BTW For those interested in houses and their rulers: Uranus, ruler 2 is not only the ruler of the house of making money. It is also the ruler of the house of public performance (5 of 10). Mercury is also ruling the 5th house of performance AND the 10th of public.
With Sun in Taurus (artistic sign) and Moon about to enter Libra, important because of Aries Point, we have two of the artistic signs. Moon and Venus are important, but for the complete pattern of artistic talent, Neptune is still ‘missing’. And there are no aspects between them, unless we use the very minor 15d aspect between Moon and Neptune. We could do that, but it is like this with minor aspects: they don't SHOW immediately. Apparently, the birth chart of Engelbert Humperdinck wasn’t immediately showing the artist. He BECAME one. In his biography I read about the importance of a saxophone.
At age 7 his Venus was in the 6th degree of Taurus, exactly square Ascendant, while Neptune was exactly sextile Midheaven. Transit Pluto was opposition progressed Ascendant and square Uranus. There was a revolutionary change at the time (the introduction of a saxophone, in fact) just at the right moment. Because Venus had moved to the more artistic Taurus, the progressed Moon trine Venus helped to get some sense of style and beauty and transit Neptune on natal Moon opened the gate to sensitivity.
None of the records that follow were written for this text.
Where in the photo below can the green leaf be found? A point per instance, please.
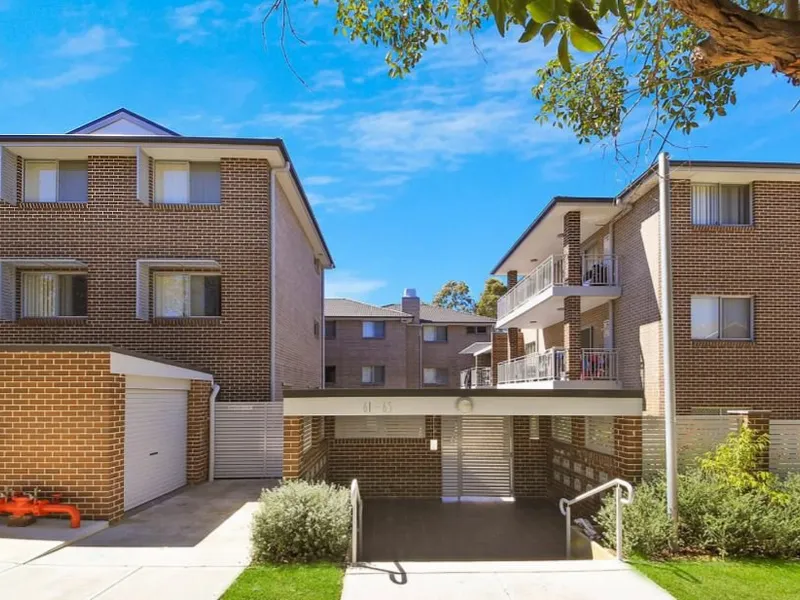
(585, 41)
(563, 54)
(581, 17)
(623, 14)
(531, 29)
(542, 11)
(548, 31)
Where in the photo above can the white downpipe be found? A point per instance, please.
(664, 208)
(273, 334)
(211, 425)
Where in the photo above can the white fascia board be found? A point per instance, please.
(124, 364)
(462, 405)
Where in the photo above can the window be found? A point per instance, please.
(600, 434)
(373, 329)
(431, 376)
(476, 330)
(330, 330)
(53, 295)
(373, 375)
(721, 204)
(184, 295)
(722, 318)
(434, 333)
(56, 181)
(380, 427)
(562, 429)
(187, 182)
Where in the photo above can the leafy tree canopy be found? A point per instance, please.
(679, 59)
(487, 303)
(455, 295)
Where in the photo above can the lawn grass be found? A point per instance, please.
(288, 582)
(725, 579)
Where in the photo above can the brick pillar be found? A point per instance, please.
(758, 421)
(197, 434)
(516, 346)
(572, 304)
(292, 446)
(499, 352)
(628, 448)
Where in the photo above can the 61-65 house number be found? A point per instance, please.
(384, 407)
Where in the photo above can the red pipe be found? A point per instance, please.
(19, 506)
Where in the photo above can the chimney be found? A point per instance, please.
(410, 303)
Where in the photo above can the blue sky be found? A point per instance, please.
(414, 182)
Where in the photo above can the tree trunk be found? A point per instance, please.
(739, 36)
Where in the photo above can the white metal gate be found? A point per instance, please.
(476, 457)
(248, 440)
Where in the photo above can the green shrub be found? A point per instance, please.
(300, 522)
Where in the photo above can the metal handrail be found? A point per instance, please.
(358, 520)
(565, 506)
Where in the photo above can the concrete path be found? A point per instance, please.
(190, 546)
(553, 580)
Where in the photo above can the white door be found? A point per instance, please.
(155, 444)
(476, 457)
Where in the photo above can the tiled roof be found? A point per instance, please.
(435, 314)
(346, 308)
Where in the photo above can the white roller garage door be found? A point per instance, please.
(155, 443)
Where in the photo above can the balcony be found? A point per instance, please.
(548, 370)
(476, 377)
(538, 299)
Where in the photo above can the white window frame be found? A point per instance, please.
(187, 298)
(372, 337)
(600, 434)
(719, 187)
(371, 380)
(435, 329)
(56, 293)
(720, 298)
(437, 371)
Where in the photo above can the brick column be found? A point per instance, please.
(758, 421)
(499, 352)
(292, 446)
(572, 304)
(628, 448)
(197, 434)
(516, 347)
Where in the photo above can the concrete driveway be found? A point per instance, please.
(193, 544)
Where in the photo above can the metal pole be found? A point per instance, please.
(665, 204)
(618, 504)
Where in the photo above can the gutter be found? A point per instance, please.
(211, 425)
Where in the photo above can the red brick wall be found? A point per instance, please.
(388, 467)
(298, 302)
(113, 230)
(62, 428)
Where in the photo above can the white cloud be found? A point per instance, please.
(93, 40)
(320, 180)
(346, 284)
(327, 79)
(187, 19)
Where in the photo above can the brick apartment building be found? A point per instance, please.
(405, 345)
(579, 386)
(128, 252)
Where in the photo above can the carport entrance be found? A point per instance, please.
(430, 530)
(476, 457)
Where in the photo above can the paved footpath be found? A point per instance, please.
(542, 580)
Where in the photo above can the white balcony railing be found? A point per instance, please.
(476, 377)
(596, 270)
(597, 364)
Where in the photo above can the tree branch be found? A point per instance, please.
(739, 36)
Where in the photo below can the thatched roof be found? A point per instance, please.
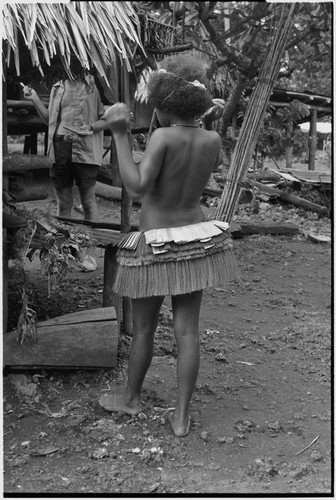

Now there was a pattern of artistic talent! (Moon trine Venus and Neptune with natal and progressed Moon. We also see Progressed Venus conjunct natal Uranus (a change of preferences, new toy).
Just like the natal chart of President Obama doesn't immediately show the leader (and the progressed chart DOES, see Astropost: http://astropost.blogspot.com/2010/12/astropost-progressed-chart-and-how-one.html ), the chart of Humperdinck doesn't immediately ring a bell, but the progressed chart of age 7 does. Apparently, circumstances were of importance when choosing a later career. Uranus on IC might be an indication for a slightly different way to make a living than usual in his family (his father was in the army). (For this, see: http://tribes.tribe.net/4h/thread/9b852239-c079-4a98-9551-8c2c937628ca ) Whatever he would become, it just HAD to be different, true? It had to be different and had to deal with voice or pen (Mercury!).
If you like to add some of your ideas about the artist in the chart of Engelbert Humperdinck, please feel free to comment!